Hierocles, at the beginning of the sixth century, does not treat it as an independent city; but it is mentioned as such by
Justinian in a
Novella of 536, among the cities of
Armenia Secunda. It must be remembered that this emperor, when creating the province of
Armenia Quarta in 536, gave to Armenia Prima the name of Armenia Secunda, without altering the established ecclesiastical organization, so that Berissa remained a suffragan see of Sebasteia.
Among its later bishops may be mentioned Thomas, who was present at the
fifth ecumenical council at Constantinople, in 553 (Mansi, IX, 175), and another at the sixth in 680 (ibid., XI, 66).
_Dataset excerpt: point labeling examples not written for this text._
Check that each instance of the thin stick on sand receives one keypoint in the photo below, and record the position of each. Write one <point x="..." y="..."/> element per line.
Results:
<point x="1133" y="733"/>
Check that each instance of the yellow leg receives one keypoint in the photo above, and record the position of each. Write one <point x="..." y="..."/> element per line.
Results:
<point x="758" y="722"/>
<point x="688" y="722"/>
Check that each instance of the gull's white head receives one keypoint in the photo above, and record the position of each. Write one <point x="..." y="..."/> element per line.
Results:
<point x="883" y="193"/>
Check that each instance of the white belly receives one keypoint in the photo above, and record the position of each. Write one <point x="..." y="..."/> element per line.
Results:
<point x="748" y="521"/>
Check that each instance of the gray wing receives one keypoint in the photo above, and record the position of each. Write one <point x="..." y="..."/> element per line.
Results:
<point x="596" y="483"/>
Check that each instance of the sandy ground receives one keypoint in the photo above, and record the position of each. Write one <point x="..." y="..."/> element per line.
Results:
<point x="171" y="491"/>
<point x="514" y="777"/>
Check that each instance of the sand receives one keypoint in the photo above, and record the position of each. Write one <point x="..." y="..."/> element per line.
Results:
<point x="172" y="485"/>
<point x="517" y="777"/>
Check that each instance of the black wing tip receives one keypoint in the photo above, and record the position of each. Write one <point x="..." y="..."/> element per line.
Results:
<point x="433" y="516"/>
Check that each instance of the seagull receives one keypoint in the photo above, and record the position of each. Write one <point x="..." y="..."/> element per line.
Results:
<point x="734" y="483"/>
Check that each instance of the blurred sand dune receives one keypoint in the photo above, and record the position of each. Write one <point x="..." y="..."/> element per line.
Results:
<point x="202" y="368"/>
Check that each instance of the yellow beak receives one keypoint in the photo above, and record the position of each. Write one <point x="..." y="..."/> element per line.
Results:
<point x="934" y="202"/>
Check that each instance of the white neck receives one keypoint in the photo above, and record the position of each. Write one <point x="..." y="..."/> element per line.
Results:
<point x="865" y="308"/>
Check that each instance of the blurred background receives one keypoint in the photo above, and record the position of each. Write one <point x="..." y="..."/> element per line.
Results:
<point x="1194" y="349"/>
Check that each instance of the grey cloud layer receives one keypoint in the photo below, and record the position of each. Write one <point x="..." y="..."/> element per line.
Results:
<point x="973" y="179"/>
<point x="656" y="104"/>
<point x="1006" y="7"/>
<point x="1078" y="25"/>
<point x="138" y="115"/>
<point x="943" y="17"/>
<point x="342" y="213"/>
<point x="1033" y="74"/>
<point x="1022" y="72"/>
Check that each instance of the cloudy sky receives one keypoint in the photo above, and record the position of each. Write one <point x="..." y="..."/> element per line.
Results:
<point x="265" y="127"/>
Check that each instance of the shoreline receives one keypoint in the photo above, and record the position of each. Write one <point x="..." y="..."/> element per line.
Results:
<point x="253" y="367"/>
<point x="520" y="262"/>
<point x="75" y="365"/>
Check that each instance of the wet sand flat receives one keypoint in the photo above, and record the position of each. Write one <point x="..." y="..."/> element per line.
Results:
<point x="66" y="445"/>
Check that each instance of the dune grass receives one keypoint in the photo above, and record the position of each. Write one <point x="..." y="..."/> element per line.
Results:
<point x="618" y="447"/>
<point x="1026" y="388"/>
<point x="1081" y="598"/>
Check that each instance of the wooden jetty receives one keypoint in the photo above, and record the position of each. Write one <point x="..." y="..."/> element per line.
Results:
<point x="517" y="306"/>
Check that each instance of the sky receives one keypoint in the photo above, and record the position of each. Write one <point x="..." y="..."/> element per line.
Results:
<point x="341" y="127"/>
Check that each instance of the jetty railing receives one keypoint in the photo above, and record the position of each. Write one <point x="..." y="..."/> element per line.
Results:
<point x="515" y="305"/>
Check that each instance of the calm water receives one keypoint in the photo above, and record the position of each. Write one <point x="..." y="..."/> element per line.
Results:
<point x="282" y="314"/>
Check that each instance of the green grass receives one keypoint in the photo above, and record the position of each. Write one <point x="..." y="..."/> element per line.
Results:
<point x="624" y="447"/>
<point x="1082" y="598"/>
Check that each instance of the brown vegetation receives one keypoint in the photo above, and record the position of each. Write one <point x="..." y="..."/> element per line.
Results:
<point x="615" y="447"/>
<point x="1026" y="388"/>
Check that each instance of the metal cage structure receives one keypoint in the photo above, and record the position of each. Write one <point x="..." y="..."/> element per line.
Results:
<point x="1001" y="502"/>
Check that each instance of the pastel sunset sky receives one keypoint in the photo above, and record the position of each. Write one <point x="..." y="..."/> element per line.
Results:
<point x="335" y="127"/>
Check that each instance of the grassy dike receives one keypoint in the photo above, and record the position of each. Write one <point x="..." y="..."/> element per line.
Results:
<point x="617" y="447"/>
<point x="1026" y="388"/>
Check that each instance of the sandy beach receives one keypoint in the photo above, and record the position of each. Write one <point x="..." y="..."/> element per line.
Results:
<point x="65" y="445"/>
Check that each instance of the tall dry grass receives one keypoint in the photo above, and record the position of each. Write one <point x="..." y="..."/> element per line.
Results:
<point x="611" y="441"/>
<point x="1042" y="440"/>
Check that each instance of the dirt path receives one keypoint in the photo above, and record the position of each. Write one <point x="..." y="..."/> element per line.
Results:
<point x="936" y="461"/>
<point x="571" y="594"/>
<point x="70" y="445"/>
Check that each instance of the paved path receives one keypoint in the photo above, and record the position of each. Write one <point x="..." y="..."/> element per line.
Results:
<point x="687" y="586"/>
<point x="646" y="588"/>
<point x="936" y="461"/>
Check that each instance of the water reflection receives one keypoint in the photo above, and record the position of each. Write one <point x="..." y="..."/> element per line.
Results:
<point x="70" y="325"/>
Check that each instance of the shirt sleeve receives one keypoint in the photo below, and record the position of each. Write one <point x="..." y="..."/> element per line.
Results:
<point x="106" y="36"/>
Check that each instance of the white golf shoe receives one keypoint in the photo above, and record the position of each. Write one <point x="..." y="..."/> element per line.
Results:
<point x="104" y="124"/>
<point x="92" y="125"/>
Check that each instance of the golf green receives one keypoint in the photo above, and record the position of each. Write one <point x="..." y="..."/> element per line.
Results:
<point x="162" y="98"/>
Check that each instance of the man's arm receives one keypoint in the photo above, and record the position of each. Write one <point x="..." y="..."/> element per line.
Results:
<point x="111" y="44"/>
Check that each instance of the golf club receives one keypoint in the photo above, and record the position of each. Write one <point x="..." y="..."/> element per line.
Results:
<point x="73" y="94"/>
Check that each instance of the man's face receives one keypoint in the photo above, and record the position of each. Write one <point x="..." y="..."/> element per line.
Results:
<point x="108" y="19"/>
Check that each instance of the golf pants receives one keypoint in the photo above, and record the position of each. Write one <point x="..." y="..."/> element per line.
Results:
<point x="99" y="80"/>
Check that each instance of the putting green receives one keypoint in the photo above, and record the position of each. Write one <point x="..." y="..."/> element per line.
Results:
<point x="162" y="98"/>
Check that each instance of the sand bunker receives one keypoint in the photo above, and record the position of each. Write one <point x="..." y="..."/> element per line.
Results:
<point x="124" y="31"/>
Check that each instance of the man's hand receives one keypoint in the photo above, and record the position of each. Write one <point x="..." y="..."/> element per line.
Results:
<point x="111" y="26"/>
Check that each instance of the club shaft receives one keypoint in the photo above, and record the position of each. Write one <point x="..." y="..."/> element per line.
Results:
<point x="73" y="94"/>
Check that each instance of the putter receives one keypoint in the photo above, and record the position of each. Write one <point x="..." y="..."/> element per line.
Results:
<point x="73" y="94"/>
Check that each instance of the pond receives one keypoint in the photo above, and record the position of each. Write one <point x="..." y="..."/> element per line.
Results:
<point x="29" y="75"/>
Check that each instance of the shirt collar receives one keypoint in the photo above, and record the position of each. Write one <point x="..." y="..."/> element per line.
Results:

It appears still later in the "Notitiae Episcopatuum" as suffragan to Sebasteia, and its name is written sometimes
Berisse, sometimes
Berisse; Merisse and Kerisse are merely palaeographical mistakes.
Berissa was a Latin bishopric as late as the fifteenth century, when Paul II appointed the Franciscan Libertus de Broehun to succeed the deceased bishop, John (Wadding, Annales Minorum, VI, 708).